Agent Platform
Strategic document. Defines how Hackorda becomes accessible to and runnable by AI agents — the MCP/connector surface, the compute map, the permissions model extended to agents, and the two-phase roadmap. Direction set with the owner on 2026-05-30.
Companion docs: Core Feature Roadmap · Infra Roadmap · System Overview · Flows · Feature Matrix
1. The reference model: Firecrawl + AgentMail
Both Firecrawl and AgentMail made the same strategic bet: expose your domain capability as infrastructure that AI agents can call, not just as a UI humans click. They did this by:
- Wrapping existing API endpoints as typed MCP tools with clear names, inputs, and outputs.
- Adding agent-native auth — scoped API keys with permission bounds, so
an agent can be given exactly
read:cycles + file:issuesand nothing more. - Designing outputs for LLM consumption — structured JSON, not HTML; summaries + IDs, not full blobs; pagination that agents can walk.
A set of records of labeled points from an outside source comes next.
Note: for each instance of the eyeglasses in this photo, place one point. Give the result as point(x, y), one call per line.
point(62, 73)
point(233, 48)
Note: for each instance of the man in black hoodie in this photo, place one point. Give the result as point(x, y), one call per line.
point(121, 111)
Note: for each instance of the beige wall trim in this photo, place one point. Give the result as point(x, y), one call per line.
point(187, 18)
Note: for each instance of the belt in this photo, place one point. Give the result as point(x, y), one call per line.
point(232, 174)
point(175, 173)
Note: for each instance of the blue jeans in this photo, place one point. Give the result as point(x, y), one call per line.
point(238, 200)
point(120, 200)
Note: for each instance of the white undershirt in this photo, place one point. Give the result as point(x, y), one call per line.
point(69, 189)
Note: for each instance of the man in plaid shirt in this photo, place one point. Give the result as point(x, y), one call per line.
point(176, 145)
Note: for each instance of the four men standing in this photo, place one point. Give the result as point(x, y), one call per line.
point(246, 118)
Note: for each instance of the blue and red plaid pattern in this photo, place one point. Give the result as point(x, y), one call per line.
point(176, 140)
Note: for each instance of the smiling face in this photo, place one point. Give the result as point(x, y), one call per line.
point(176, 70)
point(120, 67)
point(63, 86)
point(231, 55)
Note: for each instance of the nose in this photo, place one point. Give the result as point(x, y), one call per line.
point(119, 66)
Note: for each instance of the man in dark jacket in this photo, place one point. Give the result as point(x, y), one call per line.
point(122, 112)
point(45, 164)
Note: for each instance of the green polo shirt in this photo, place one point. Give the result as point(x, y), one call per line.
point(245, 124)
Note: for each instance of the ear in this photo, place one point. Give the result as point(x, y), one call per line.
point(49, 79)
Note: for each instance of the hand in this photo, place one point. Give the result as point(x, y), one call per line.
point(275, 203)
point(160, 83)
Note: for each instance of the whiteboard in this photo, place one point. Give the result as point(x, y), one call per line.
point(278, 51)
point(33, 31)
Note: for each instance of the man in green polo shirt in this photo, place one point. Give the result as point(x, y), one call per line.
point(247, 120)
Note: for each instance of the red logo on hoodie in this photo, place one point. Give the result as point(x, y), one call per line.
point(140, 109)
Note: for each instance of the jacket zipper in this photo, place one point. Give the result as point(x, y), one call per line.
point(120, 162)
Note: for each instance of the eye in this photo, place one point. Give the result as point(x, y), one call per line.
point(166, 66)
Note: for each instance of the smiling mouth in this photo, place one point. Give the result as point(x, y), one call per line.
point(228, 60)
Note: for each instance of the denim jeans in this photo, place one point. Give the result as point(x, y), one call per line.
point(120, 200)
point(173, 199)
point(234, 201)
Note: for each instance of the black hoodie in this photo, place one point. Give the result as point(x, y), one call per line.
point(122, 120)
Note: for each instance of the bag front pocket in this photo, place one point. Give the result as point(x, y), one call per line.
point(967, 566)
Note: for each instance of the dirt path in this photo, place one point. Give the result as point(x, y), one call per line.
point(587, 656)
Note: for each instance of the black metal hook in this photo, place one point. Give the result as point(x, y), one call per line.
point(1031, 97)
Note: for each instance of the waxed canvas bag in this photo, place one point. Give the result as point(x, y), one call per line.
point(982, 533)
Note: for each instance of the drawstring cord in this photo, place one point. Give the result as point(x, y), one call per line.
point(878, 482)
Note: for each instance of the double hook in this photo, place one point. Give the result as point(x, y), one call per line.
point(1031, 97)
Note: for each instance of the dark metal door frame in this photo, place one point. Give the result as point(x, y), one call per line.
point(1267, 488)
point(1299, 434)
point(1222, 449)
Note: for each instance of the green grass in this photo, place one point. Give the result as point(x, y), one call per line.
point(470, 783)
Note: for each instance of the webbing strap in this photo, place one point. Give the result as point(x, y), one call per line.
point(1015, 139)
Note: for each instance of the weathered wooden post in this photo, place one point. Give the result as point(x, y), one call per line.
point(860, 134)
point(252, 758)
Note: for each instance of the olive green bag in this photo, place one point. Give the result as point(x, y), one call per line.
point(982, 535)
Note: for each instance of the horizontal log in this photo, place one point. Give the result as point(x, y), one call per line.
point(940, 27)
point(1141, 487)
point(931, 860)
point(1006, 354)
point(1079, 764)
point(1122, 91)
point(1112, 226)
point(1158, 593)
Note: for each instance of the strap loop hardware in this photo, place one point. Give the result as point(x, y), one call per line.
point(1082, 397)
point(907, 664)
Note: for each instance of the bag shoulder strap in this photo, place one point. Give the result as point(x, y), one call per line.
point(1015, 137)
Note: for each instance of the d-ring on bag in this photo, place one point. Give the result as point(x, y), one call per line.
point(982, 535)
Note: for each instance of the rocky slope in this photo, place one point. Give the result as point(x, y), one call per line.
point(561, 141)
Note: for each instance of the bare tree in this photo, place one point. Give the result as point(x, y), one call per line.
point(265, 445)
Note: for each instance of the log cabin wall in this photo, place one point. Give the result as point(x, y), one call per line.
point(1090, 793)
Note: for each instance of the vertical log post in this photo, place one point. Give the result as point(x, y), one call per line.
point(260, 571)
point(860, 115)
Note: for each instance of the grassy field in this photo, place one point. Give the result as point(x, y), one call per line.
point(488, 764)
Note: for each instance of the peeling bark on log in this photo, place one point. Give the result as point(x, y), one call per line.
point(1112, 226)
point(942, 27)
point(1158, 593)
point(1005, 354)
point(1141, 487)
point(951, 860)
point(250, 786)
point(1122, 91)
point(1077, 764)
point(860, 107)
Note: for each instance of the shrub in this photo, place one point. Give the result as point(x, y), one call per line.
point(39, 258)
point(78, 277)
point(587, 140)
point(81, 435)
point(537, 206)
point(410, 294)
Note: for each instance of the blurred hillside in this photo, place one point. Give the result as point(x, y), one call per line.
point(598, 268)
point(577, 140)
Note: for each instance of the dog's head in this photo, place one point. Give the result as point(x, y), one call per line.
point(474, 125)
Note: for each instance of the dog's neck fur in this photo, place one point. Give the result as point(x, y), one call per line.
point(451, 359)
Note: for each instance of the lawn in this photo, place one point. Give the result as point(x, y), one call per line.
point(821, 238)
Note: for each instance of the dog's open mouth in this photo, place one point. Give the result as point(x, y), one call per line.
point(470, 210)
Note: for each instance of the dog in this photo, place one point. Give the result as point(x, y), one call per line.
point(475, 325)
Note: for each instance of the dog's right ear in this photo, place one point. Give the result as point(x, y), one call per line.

- Publishing an MCP server that any MCP-compatible host (Claude Desktop, Cursor, custom agent) can install in seconds.
The result: their product became a verb in AI workflows. A user doesn't go to Firecrawl's UI to scrape; they tell their agent "scrape this site" and the agent calls Firecrawl under the hood.
Hackorda can do the same — and the domain is even better suited: QA workflows are repetitive, structured, and benefit from automation at every step.
2. The two-phase strategy
Phase 1 — Agents USE Hackorda (the MCP surface)
External AI agents (Claude, GPT, custom agents in customer workflows, or Hackorda's own workflow automation) call Hackorda as a service:
Customer agent or AI workflow
│
│ MCP tools / REST API + API key
▼
Hackorda MCP Server
│
▼
Existing Next.js API (/api/test-cycles/*, /api/admin/*)
│
▼
Postgres (existing data model)Compute: light. A stateless MCP server wrapping the existing API — same compute footprint as an extra API route.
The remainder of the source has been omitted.